Fig 1.
(A) The visual cortex and other cortical areas provide an image stream with optic flow and visual features. (B) Processing in cortical areas provides input to the hippocampus and allows for a mapping between the sensed image stream and the representation of spatial location. (C) In our model entorhinal cortex has two modules generated by functionally different mechanisms, estimating location through optic flow for the moving feature system or through triangulation for the static feature system. In this diagram, we also included the anatomical projection from visual cortex to entorhinal cortex, which is currently not used in our model. Therefore, we show this projection as dashed line.
Fig 2.
Shows compression influences the static feature system, while the moving feature system remains unaffected.
The box in configuration A (part A of Fig 2) is square and for configuration B (part B of Fig 2) the box is rectangular. (C) Estimated location for the moving feature system in configuration A. (D) Estimated location for the moving feature system in configuration B showing that estimates of location correctly change with compression. (E) Estimated location for the static feature system in configuration A. (F) Estimated location for the static feature system in configuration B. This shows that this static feature system inaccurately estimates location as if the box were to appear as uncompressed.
Fig 3.
Shows the compression in configuration B compared to configuration A.
(A) Simulated grid cell firing pattern from a simulated dorsal entorhinal cell for (A) configuration A (grid score 1.88) and (B) for configuration B (grid score 1.91). (C) Correlation values for different magnitudes of compression of B relative to A shows a peak correlation at a compression of ≈ 3.1%. (D) The simulated grid cell firing pattern from the ventral entorhinal cell for (D) configuration A (grid score 1.66) and (E) configuration B (grid score 1.25) based on inaccurately estimated locations in Fig 2F. (F) Correlation value for different magnitudes of compression of configuration B relative to configuration A shows that the grid cell firing in configuration B needs to be increased by a compression factor of ≈ 95.5% (about 50 cm) to obtain maximum correlation with the grid cell firing pattern from configuration A.
Fig 4.
Illustrates the influence of bias-free and biased Gaussian noise on the location estimates and grid cell firing.
(A-D) shows the temporal integration without a transform from polar to Cartesian coordinates (Eq 9).
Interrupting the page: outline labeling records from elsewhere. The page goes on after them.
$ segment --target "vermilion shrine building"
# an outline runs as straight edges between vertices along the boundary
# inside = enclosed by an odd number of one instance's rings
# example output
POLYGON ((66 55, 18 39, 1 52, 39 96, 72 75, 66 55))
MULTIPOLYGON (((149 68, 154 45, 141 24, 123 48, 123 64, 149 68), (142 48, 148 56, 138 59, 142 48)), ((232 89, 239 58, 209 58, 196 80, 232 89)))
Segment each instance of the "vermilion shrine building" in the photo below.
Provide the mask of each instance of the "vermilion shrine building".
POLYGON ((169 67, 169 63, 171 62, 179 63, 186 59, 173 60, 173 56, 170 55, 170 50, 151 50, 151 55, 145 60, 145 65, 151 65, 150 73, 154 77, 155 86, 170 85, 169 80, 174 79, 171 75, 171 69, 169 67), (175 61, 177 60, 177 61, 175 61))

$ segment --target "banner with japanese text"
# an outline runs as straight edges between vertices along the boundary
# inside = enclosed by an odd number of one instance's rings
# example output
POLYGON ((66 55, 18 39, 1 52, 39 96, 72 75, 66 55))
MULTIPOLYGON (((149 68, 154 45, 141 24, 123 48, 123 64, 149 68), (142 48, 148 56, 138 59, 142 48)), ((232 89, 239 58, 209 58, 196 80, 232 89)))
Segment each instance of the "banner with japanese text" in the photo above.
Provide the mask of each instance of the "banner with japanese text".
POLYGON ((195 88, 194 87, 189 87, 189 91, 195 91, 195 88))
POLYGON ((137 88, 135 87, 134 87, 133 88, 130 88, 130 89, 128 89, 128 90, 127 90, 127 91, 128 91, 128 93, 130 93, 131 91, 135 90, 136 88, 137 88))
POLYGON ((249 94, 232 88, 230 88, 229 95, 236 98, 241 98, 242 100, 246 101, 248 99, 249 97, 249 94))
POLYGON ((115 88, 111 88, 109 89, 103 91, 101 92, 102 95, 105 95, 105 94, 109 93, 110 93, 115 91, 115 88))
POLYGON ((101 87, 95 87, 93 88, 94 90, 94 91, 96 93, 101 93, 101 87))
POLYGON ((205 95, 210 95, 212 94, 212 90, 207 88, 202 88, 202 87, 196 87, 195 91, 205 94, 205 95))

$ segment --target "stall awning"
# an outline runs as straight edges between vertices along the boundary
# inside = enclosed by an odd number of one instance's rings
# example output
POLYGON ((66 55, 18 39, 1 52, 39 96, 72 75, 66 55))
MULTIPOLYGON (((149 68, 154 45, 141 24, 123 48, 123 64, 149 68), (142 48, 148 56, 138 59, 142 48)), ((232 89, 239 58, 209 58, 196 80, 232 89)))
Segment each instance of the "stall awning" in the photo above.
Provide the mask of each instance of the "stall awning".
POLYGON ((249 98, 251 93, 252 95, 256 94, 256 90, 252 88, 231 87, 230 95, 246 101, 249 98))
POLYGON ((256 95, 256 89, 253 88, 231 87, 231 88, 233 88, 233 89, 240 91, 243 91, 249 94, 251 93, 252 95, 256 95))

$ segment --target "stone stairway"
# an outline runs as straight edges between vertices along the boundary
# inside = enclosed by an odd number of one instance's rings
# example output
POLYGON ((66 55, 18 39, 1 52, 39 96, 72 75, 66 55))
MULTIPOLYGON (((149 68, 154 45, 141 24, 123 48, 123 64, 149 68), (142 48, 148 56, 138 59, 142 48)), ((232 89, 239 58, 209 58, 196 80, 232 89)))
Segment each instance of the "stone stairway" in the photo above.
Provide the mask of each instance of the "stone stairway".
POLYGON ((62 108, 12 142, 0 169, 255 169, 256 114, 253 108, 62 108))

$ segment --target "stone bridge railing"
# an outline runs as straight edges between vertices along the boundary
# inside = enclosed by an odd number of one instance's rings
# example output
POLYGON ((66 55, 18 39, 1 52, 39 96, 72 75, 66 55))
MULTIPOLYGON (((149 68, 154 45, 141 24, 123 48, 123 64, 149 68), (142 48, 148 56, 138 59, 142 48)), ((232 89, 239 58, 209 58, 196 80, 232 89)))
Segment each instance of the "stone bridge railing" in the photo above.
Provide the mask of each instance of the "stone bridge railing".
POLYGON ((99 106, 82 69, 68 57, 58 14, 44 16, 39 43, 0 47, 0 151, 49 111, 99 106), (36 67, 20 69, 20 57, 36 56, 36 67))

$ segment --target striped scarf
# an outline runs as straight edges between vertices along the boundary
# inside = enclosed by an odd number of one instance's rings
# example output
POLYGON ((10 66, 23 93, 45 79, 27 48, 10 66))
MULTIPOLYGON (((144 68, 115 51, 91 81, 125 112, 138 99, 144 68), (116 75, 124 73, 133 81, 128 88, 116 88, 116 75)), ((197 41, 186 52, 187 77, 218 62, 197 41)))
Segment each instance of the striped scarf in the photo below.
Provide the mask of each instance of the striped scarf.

Here the of estimated radial distance and angle based on the integrated linear velocity and rotational velocity follows a Brownian motion model for the bias-free noise and biased noise. (A) Squared distance error for the linear velocity for bias-free noise and (B) squared angular error for the rotational velocity for bias-free noise. (C) Squared distance error and (D) and squared angular error for biased noise. The legend in (A) applies to all panels (A-D). In (D) the blue (model) and black line (data) overlap. (E-F) Euclidean error computed from integration of position in Cartesian coordinates (Eq 9). The Euclidean error between the estimated and ground-truth location for bias-free noise is small in both the moving feature system (E) and in the static feature system (F). (G-H) For biased noise the error increases rapidly due to the error accumulation in the moving feature system (G), but the error stays almost constant for biased-free noise in the static feature system because no error accumulation happens (H). For panels (E-H) the statistics includes 100 trials, where the black line shows the mean and the shaded gray area +-1 STD. Panels (I-L) are analogous to panels (E-H) but provide data for a single trial. (M-P) The corresponding firing patterns of that single trial from the velocity controlled oscillator model are shown for: (M) bias-free noise and the moving feature system; (N) bias-free noise and the static feature system; (O) biased noise and the moving feature system; and (P) biased noise and the static feature system.
Table 1.
Default parameter values for the synthesized trajectories, spherical camera model, and module model.
Some simulations have changed parameter values and we denoted this explicitly.
Fig 5.
Shows the geometric constraints of the model for the static feature system.
(A) Constraint for features sampled on northern or southern wall. (B) Constraint for features sampled on western or eastern wall.